Since that time the Vatican has maintained contact with the breakaway traditionalist group, looking toward a restoration of normal ecclesiastical ties. Talks between SSPX leaders and Vatican officials became more intense in the Jubilee Year 2000, at the explicit request of Pope John Paul II; the efforts have been stepped up again under Pope Benedict XVI. The new Pope has always been perceived by traditionalist Catholics as a sympathetic friend, and his private meeting last August with Bishop Bernard Fellay, the SSPX superior, was seen as an important step toward reconciliation.
For several weeks, at the Pope's request, Vatican officials have been discussing proposals for the reintegration of the SSPX into the normal structure of the Church. After the March 23 meeting of the world's cardinals, Cardinal Dario Castrillon Hoyos-- who as president of the Ecclesia Dei commission has been the Vatican's leading figure in talks with traditionalists-- said that the Church would welcome back the Lefebvrists "with open arms." The day's discussions, the Colombian cardinal said, had involved a search for "the best formula" for a canonical resolution of the split.
For the past month, a recurrent rumor at the Vatican has been that Pope Benedict will issue a motu proprio allowing the universal use of the 1962 Roman Missal. (The use of the old rite is currently allowed only with the approval of the diocesan bishop, under the terms of the 1988 papal directive Ecclesia Dei, from which the Vatican commission draws its name.) Reports have also suggested that the Vatican is prepared to lift the decrees of excommunication against the SSPX leaders. And there have been reports that the Holy See could create a new ecclesiastical unit, an apostolic administration of personal prelature, for the pastoral care of traditionalist Catholics.
However both the Vatican and the Lefebvrist group have listed conditions that must be met before reconciliation is possible. The Vatican insists that the SSPX leaders manifest their repentance for the break with Rome, and accept the validity of Vatican II documents. The SSPX demands a Vatican move allowing free worldwide use of the old Latin Mass, and the freedom to question the content of some Vatican II documents.
A motu proprio allowing unrestricted use of the Tridentine rite would fulfill the first SSPX request. Last December, in a pre-Christmas address to the Roman Curia, Pope Benedict emphasized that the documents of Vatican II must be interpreted in the light of Church tradition-- a statement that went a long way toward satisfying the other traditionalist demand.

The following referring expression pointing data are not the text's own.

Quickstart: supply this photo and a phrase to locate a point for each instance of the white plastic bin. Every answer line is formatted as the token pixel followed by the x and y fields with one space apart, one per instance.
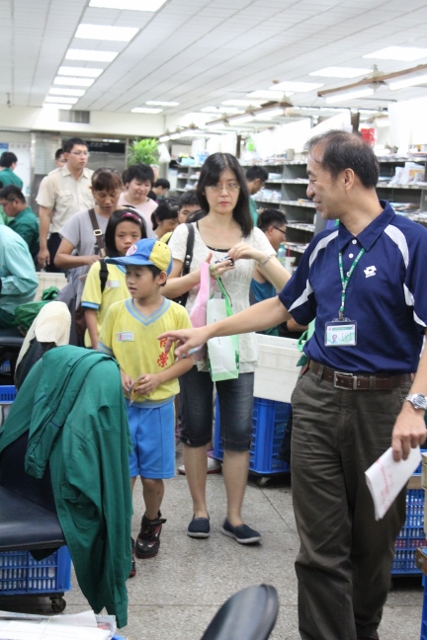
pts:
pixel 277 373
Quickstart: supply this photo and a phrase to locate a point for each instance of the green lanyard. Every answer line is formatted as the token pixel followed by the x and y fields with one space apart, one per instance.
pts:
pixel 345 281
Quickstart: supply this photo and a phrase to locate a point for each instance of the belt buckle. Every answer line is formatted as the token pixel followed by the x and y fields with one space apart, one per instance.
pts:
pixel 348 375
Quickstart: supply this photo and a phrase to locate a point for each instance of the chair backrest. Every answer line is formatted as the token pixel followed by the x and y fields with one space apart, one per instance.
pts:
pixel 249 614
pixel 14 477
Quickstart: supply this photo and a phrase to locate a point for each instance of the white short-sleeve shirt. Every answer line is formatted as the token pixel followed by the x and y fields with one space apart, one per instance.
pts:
pixel 236 281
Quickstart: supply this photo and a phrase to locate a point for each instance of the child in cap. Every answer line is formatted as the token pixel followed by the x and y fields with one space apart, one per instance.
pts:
pixel 149 375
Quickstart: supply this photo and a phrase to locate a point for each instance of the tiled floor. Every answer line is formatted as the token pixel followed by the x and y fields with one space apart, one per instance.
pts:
pixel 175 595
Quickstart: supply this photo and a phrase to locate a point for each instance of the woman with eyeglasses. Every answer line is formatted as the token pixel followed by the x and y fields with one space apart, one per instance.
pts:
pixel 227 240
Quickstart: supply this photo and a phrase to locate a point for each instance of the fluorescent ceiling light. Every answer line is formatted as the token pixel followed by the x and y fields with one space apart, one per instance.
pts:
pixel 128 5
pixel 241 119
pixel 241 103
pixel 349 95
pixel 91 55
pixel 80 71
pixel 146 110
pixel 267 95
pixel 104 32
pixel 340 72
pixel 161 103
pixel 297 87
pixel 82 82
pixel 221 110
pixel 409 82
pixel 406 54
pixel 67 92
pixel 49 105
pixel 58 100
pixel 269 113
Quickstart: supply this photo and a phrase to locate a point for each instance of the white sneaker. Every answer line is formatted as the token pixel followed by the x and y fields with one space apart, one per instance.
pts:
pixel 214 466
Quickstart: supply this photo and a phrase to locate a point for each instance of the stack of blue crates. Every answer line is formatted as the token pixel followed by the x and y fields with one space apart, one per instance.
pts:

While Pope Benedict is clearly hoping to restore full communion, it remains unclear how many members of the SSPX are equally anxious to repair ties with Rome. Some Lefebvrists have indicated a strong desire to resolve their disagreements with the Holy See; others, such as Bishop Richard Williamson, have suggested that there is no realistic prospect for agreement with a Vatican leadership they regard as thoroughly corrupt. Bishop Fellay-- probably hoping to hold the different factions together, as the SSPX moves toward a July leadership vote-- has allowed that the Vatican seems anxious to move toward reconciliation faster than his own followers are ready to go.